Different niche, different design. Elasticsearch is a multi-tenant, TB-scale, distributed search engine for data centers. skylakegrep is a single-user, single-machine, zero-ops CLI for a developer asking their own laptop a question. Both can be called "search engines"; they answer different problems.
| skylakegrep 0.5.x | Elasticsearch | |
|---|---|---|
| Setup | pip install skylakegrep; cold-start lazy auto-trigger |
JVM, cluster, mappings, ingest pipeline, dense-vector plugin, reindex |
| Semantic retrieval | bge-m3 (1024-d, 100+ languages) via local Ollama, out of the box | Manual: pick embedder, pipeline, dimension, reindex |
| Intent understanding | qwen2.5:3b LLM router classifies intent / scope / primary token per query | None natively; you write query DSL by hand |
| Code AST awareness | tree-sitter symbol channel, RRF-fused with cosine | None; code is plain text |
| Cold-start / wrong-folder | lazy_cwd + lazy_cross_folder 4-lane parallel umbrella, ~1.1 s |
Empty index = 0 results |
| Why-this-matched explainability | --explain shows router rationale + channel breakdown + lane evidence |
BM25 highlight only |
| Cross-file context | reference-graph PageRank tiebreak | None |
| Privacy / offline | 100 % local by design | Index can be local, but most embeddings are external API calls |
| Latency p95 (single repo, 50k files) | 0.3 – 1.1 s including LLM router | ms-level after you've paid the operational cost |
| Scale | single-machine, single-repo sweet spot | billions of docs, multi-shard, distributed |
| Multi-tenant / ACL | not designed for this | first-class |
| Aggregations / facets / time-series | not designed for this | first-class |
| Operational cost | zero (no daemon, no GC tuning, no shard rebalance) | non-trivial (GC, heap, shard rebalance, monitoring) |
Where skylakegrep wins: "I just opened my terminal and want to find something on my own machine." Easier, more semantic, more code-aware, more private — and now (0.5.8) it can also tell you why it picked each result.

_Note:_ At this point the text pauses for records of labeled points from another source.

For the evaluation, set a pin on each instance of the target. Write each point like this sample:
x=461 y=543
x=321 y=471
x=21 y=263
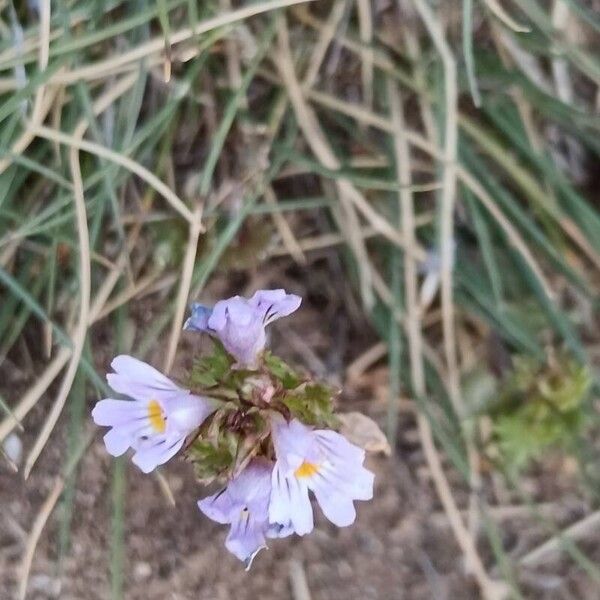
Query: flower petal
x=147 y=459
x=219 y=507
x=246 y=538
x=139 y=380
x=116 y=442
x=290 y=502
x=187 y=412
x=116 y=412
x=275 y=304
x=338 y=508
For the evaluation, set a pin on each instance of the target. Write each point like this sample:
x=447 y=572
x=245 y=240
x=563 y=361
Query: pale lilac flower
x=239 y=323
x=244 y=504
x=158 y=419
x=322 y=461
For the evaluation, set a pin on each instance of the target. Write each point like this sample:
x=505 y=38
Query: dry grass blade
x=285 y=231
x=583 y=529
x=127 y=163
x=314 y=136
x=79 y=335
x=497 y=9
x=490 y=589
x=42 y=518
x=187 y=271
x=365 y=24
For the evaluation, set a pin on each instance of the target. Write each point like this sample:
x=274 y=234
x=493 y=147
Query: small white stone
x=13 y=448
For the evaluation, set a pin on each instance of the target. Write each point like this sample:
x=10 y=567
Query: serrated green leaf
x=312 y=404
x=211 y=370
x=282 y=371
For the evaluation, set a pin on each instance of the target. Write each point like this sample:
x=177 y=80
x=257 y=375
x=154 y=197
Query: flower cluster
x=246 y=419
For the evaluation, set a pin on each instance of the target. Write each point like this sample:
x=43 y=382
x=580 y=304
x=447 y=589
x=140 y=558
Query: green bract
x=239 y=429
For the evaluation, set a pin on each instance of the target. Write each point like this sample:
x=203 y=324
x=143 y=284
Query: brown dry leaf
x=364 y=432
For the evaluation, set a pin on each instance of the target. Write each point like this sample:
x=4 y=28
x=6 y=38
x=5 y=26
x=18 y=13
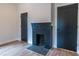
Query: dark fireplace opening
x=40 y=39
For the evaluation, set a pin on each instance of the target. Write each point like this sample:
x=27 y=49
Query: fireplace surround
x=42 y=34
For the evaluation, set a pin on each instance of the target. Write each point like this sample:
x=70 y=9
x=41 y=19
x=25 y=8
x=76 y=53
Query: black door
x=24 y=27
x=67 y=27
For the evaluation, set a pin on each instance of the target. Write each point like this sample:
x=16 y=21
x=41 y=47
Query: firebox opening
x=40 y=39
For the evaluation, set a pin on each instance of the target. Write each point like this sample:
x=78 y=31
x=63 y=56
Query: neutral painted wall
x=37 y=12
x=8 y=22
x=54 y=22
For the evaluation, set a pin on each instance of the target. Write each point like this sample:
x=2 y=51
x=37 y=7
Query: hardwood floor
x=17 y=49
x=20 y=49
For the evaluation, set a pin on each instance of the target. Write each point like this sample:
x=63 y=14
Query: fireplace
x=42 y=34
x=40 y=39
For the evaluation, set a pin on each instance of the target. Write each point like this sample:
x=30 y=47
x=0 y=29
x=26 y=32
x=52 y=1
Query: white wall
x=8 y=25
x=54 y=22
x=37 y=12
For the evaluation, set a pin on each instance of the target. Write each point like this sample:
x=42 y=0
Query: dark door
x=24 y=27
x=67 y=27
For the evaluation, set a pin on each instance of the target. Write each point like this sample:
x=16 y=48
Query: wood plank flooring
x=20 y=49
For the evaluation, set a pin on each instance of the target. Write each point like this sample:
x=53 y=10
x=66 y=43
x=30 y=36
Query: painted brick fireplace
x=42 y=34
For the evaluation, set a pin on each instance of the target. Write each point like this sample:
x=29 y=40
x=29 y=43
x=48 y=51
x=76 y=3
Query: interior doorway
x=24 y=27
x=67 y=27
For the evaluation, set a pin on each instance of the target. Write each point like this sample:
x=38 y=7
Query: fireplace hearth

Where Elasticsearch wins: anything that needs scale, multi-tenant isolation, faceted aggregations, or production-grade replication. We don't try to compete in those rooms.
ES is the search engine of the data center. skylakegrep is the search engine of your developer terminal.
Install
# 1. install (Python 3.9+)
pip install skylakegrep
# 2. pull the local models (~3 GB, one time)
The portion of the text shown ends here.